I do agree that GE “convincing itself” of the benefits of AM capabilities is incredibly important to gain credibility from outside actors. However, I am still unconvinced that “convincing itself” must necessarily involve applying the technology across its own businesses. Being an early adopter of AM within the Aviation business with successful outcomes could be conviction enough for GE, and in combination with announcing a (vague) intention to roll AM out across product lines, it could be sufficient for outside buy-in as well. The key is for GE to create a value proposition that is compelling enough. If GE clearly conveys that AM has been used successfully but is still in its early age, its value proposition would be that companies that buy the technology will embark upon a new era where they will gain strong competitive advantage (before widespread adoption) if they engage now. More risk-prone companies will possibly even see it as a positive signal that GE has not yet rolled it out, because it means that they are catching the wave before others when the proposition is still discrete.
Interesting article! I agree that encouraging platform-wide data sharing will be extremely tricky to accomplish given many companies finding significant value and privacy in their transaction data. However, I think a larger question that is not to be overlooked is whether we, the customer, would want such platform-wide data sharing?
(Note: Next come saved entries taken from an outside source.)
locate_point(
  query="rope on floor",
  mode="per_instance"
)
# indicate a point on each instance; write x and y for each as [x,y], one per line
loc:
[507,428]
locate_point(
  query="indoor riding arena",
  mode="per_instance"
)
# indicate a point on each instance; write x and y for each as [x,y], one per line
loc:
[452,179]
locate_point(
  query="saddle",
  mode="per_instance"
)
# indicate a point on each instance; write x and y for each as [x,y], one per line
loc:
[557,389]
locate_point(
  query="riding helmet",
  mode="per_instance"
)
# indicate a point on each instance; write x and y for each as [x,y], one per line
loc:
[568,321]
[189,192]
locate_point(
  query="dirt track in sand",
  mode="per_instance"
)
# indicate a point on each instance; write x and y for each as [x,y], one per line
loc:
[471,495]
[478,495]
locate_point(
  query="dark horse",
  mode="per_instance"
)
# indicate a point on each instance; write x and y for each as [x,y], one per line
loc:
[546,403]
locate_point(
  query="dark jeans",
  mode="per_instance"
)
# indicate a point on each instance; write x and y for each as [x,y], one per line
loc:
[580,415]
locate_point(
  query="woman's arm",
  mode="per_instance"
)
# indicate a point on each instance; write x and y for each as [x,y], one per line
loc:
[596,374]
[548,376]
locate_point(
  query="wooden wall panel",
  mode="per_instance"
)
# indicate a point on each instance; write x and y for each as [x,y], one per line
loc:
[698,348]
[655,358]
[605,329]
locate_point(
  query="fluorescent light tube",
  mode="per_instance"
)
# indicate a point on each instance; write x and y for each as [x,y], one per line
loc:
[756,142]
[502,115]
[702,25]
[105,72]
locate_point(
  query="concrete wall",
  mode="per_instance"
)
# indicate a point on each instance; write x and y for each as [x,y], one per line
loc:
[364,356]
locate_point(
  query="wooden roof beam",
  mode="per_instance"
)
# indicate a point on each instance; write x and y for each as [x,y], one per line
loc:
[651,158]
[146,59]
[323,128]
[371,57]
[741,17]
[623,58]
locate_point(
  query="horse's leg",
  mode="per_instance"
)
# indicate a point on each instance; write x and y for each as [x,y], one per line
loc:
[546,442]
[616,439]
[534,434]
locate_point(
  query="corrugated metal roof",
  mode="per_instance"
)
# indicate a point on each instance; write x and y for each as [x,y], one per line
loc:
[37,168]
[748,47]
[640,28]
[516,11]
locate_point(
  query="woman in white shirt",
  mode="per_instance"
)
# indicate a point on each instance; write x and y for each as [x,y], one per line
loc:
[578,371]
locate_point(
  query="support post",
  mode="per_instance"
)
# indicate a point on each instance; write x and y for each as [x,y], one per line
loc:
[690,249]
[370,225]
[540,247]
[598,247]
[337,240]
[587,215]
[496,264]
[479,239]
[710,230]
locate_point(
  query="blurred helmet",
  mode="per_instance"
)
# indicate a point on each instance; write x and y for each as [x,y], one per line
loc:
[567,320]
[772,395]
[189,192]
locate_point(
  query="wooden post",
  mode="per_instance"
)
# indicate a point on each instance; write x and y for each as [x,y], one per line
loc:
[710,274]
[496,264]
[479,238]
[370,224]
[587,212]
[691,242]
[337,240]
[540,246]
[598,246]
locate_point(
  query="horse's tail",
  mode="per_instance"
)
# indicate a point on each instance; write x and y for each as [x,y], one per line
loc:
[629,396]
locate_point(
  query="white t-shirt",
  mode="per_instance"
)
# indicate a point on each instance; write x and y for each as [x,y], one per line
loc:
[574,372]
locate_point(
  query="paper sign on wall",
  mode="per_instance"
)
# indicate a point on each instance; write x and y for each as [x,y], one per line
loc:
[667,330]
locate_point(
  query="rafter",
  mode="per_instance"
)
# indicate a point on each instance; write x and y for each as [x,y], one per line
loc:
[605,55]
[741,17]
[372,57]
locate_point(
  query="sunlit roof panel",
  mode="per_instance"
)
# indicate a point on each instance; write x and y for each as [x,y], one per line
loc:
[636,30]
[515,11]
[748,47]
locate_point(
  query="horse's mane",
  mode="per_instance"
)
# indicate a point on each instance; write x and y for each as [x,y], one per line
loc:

In theory, such data sharing could become so large that it would track a majority of steps we take (traveling or not) such that we are guided by the coalition partners to make certain choices through advertising and similar. In considering whether to encourage or allow such platforms we must first understand the limitations this puts on our privacy and our decision making processes, as the latter would be less free or independent than we would like to think they are.
What I found really interesting to consider in your article is your question regarding how Netflix can approach and predict new trends where the algorithm has no existing data to learn from. The very question as to how machine learning can introduce true innovation with no precedent data overall is an open question to me. From various discussions I have come to the belief/understanding though that advanced machine learning could possibly “solve for” innovation by looking at a vast majority of previous trends within an industry, e.g. film (or more specifically films at Netflix), and using this data to understand how new trends have emerged over time. Through such analysis, it could potentially come up with an algorithm that can predict what the next trend might be, even though it will seem to us very unexpected.
For now, it may be necessary for Netflix to use human judgment on top of machine learning if it is not sophisticated enough to distinguish “noise” from “signal”. However, if one were to use machine learning to predict innovation, one should be very careful to use human judgment on top of such findings. Humans tend to think of the future in terms of what they have already experienced and thus generally be bad at predicting trends that have not yet existed, hence us being “surprised” at “unexpected” trends. Applying our limited thinking to alter the findings of the algorithms can in such case have detrimental effects in predicting new trends. Thus, I agree with you that using human judgment on top of machine learning can be useful, but “not trusting data” because it does not seem “expected” could potentially fail to predict innovation.